11.29.13 Issue

by Dr. Moshe Gershovich

            This is part II in a three-part series about Morocco’s Jewish history. Part I appreared in our Nov. 22 edition; look far part III in the coming weeks.

An Orphanage in Sefrou

            The following morning we left Fez and drove east to Bahlil, a charming Arab-speaking village in the midst of a Berber-speaking region, where we were treated to a tea ceremony in a cave-dwelling. From there we continued to Sefrou, the region’s administrative center. Located at the foot of the Middle Atlas Mountains, 28 km (18 miles) from Fez, this town of some 80,000 inhabitants has played an important role as a trading center on the route of caravans from the southeastern oasis of Tafilalt, birthplace of Morocco’s ruling dynasty. Nowadays, the local economy is based mostly on agriculture, and the town is known for its annual cherry festival in the month of June.

Sefrou used to be a cultural crossroads where Jews and Muslims, Berbers and Arabs peacefully coexisted for centuries. This cultural mosaic led numerous American anthropologists, notably Clifford Geertz, to choose Sefrou for their field research. For much of its history, Sefrou had been one of a handful Moroccan villages with a high percentage of Jewish population. By the time of Moroccan independence in 1956, Jews still composed a third of Sefrou’s population, about 5,000 living in the small Mellah. Only a few remain there since the mass exodus of Morocco’s Jews in the 1960s and early 1970s. The Jewish Mellah is now inhabited by Muslims and the property left behind is taken care of by them.

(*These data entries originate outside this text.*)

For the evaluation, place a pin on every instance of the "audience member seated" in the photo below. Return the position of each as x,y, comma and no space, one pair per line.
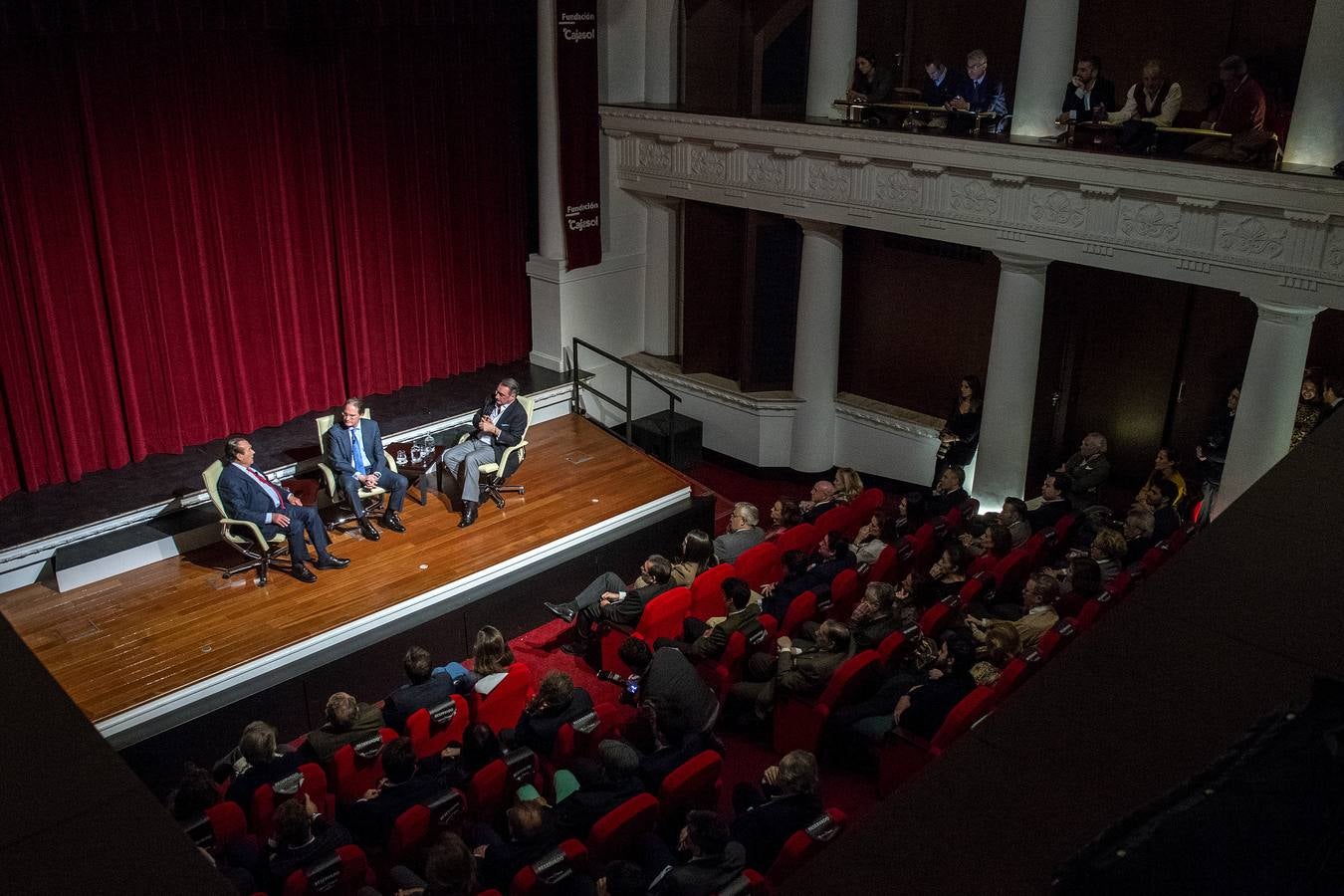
848,484
262,764
669,687
1087,469
872,539
978,91
1152,100
601,787
1332,394
938,87
346,722
830,558
531,834
1164,468
1002,644
422,691
785,802
706,639
491,660
1013,515
239,860
1037,617
785,514
1081,583
948,677
1163,499
1242,108
607,599
822,499
1308,408
371,817
997,541
744,533
948,493
1108,550
449,871
303,835
696,557
557,702
1087,95
799,672
871,82
1054,504
911,514
706,858
1139,534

Our group visited one of these places, an orphanage named Em Habanim (“Mother of the Boys”), situated just outside the Mellah in an enclosed compound. The orphanage had been part of the Em Habanim network of Jewish Moroccan schools, established in 1912 by a group of Jewish women as a counterpart to the Francophone system of the Alliance Israélite Universelle. The first school and orphanage was established in Fez and the Sefrou school was inaugurated in 1917. It provided elementary education to Jewish children for five decades. Today, the place is deserted for the most part, except for groups like ours who visit it occasionally.

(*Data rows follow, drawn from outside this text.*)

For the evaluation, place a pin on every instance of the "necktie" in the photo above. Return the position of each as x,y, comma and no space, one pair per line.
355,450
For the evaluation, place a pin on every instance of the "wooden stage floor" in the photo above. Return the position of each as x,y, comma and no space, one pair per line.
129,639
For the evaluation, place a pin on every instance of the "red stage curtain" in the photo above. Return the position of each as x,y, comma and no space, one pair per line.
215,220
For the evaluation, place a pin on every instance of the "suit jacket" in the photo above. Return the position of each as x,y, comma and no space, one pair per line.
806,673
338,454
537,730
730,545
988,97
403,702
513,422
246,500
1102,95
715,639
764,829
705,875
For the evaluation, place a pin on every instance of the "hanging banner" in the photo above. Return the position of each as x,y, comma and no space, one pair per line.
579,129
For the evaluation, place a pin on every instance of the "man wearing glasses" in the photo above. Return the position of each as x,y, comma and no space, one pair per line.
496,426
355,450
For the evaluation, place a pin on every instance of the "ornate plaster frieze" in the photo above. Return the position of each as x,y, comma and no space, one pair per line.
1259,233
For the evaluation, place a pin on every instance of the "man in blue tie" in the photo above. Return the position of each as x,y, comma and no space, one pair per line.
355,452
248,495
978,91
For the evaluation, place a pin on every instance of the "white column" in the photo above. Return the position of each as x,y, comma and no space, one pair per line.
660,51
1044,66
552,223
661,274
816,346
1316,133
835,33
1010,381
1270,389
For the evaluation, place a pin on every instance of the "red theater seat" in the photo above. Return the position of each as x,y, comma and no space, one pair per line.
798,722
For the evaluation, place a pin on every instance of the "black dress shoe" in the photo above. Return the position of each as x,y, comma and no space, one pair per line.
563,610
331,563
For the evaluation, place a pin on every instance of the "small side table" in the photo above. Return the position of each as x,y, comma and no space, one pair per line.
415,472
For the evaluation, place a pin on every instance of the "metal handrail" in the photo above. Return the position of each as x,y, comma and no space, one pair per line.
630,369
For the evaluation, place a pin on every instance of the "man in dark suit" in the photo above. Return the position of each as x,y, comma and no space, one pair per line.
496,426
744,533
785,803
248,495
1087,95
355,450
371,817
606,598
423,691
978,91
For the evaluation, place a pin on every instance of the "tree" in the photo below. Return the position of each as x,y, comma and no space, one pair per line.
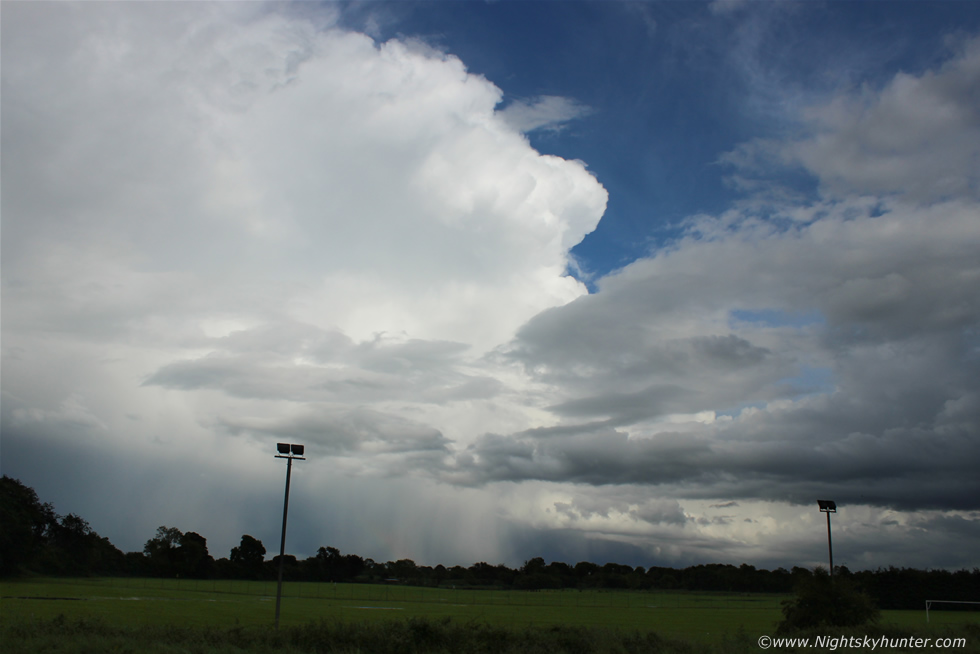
161,551
193,559
823,601
248,557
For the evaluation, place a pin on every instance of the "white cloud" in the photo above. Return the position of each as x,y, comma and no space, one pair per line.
225,226
549,112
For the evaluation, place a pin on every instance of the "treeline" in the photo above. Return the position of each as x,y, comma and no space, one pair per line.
33,538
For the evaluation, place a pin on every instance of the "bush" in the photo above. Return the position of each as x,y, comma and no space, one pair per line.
823,601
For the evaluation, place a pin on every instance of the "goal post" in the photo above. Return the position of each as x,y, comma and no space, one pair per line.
929,604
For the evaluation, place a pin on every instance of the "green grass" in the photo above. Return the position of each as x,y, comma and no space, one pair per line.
121,602
137,602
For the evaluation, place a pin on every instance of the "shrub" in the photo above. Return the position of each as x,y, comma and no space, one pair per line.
823,601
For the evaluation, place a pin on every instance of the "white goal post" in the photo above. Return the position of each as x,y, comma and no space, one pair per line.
929,604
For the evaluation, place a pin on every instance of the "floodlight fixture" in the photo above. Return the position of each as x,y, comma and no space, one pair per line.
828,507
288,451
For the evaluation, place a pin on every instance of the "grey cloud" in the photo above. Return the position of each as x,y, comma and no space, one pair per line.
298,362
917,137
343,432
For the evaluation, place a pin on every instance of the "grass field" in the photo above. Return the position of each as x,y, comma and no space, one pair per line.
230,603
694,617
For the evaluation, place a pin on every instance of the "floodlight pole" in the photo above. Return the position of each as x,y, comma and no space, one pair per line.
830,547
289,451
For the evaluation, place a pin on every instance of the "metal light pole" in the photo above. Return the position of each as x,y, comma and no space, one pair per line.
828,507
289,452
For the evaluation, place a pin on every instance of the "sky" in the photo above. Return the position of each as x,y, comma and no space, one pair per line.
609,281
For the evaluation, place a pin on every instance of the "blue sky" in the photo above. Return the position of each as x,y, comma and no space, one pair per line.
589,281
668,87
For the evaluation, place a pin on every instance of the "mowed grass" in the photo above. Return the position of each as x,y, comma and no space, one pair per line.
697,617
134,602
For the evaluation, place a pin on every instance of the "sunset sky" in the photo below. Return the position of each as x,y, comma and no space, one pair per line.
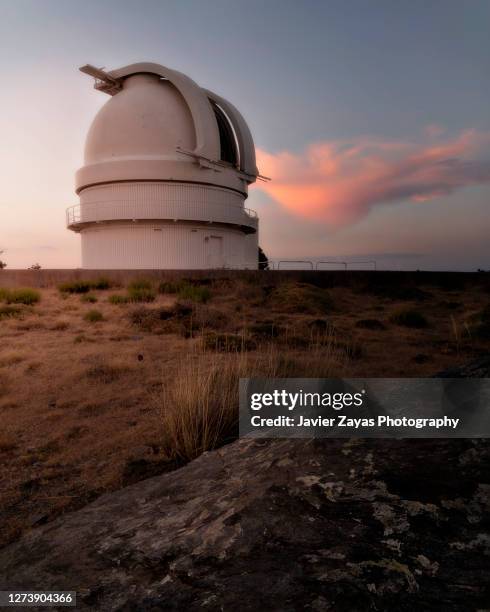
372,118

Our tour focused on the orphanage’s synagogue, which is well preserved and contains a small library of Hebrew prayer books (Sidurim) as well as some books in French. The pastel-colored walls and decorations hint at the identity of its original residents.  A short clip from a 1997 documentary film by director David Assulin, called Haaretz Hamuvtahat (The Promised Land) contains original footage, presumably from the 1950s, depicting Jewish boys eating and praying at the school.

A Museum in Casablanca

 

The Museum of Moroccan Judaism

The Museum of Moroccan Judaism

On the last day of our tour we reached Morocco’s largest city, Casablanca. As we approached the city from its southern side, having arrived from Marrakech, we stopped at the plush suburb of Oasis to visit the Museum of Moroccan Judaism. This is the only museum of its kind in any Arab-speaking country and one of only two museums in any Muslim country (the other is located in Istanbul, Turkey).   It is also the only museum in the entire city of Casablanca, the fifth largest city in Africa.

Situated behind the thick white walls of a lovely villa, it once served, just like in Sefrou, as an orphanage. The museum is surrounded by a beautiful garden, which blends well into this plush neighborhood. There are no signs to guide the visitors to its location and only when you get there can you notice a generic plaque stating it’s a “museum” in Arabic and French. A second sign above the inner entrance provides more proper introduction in four languages, including English and Hebrew. Another plaque, in French only, is dedicated to the man who founded the museum and the foundation for the preservation of Moroccan Jewish culture, Simon Levy.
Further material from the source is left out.